I'm used to you reading things wrong all the time :)
Well, write down what you have to do point by point to make it clear, or code...
So write down what you need to do to make it clear, or code...
No, I want you to suffer learning python and the formulas in the book. Which are simple.
I don't think anyone's gonna go for that.
It's expensive, it's confusing.
I don't think anyone's gonna go for that.
A lot of expense, no clear result.
I'm sure there are bags on the R
Is that a quip?
You can check it out for yourself, I've developed a bit of a kozul theme so you don't get bored.
So your last graph shows the result of the script in the last article? https://www.mql5.com/ru/articles/9138
You have not added a new function?
is that a joke?
So your last graph shows the result of the script in the last article? https://www.mql5.com/ru/articles/9138
You didn't add a new function?
No
Packages are good, but first you need to understand in principle what you need to do.

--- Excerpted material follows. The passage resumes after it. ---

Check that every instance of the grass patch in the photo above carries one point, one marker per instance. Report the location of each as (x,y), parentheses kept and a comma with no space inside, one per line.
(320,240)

chat response about kozuli methods
There are several methods that are used for causal inference. Some of the most common methods include:
These are just a few of the many methods that are used for causal inference. Each method has its own advantages and disadvantages, and the choice of method depends on the particular situation and the data available.
tell us about point 1
Randomised controlled experiments, also known as randomised controlled trials (RCTs), are a powerful method for discovering causal relationships. In an RCT, participants are randomly divided into two or more groups. One group receives an intervention (such as a medication) and the other group receives a placebo or standard treatment. Researchers then compare the results between the groups to determine if there is a difference in outcomes.
The main advantage of RCT is that randomly assigning participants to groups helps eliminate bias and confounding. This means that any differences in outcomes between groups can be attributed to exposure rather than other factors.
However, RCTs are not always possible or practical. For example, they may be expensive, require a large amount of time and resources, or be ethically unacceptable. In these cases, researchers may use other methods of causal inference.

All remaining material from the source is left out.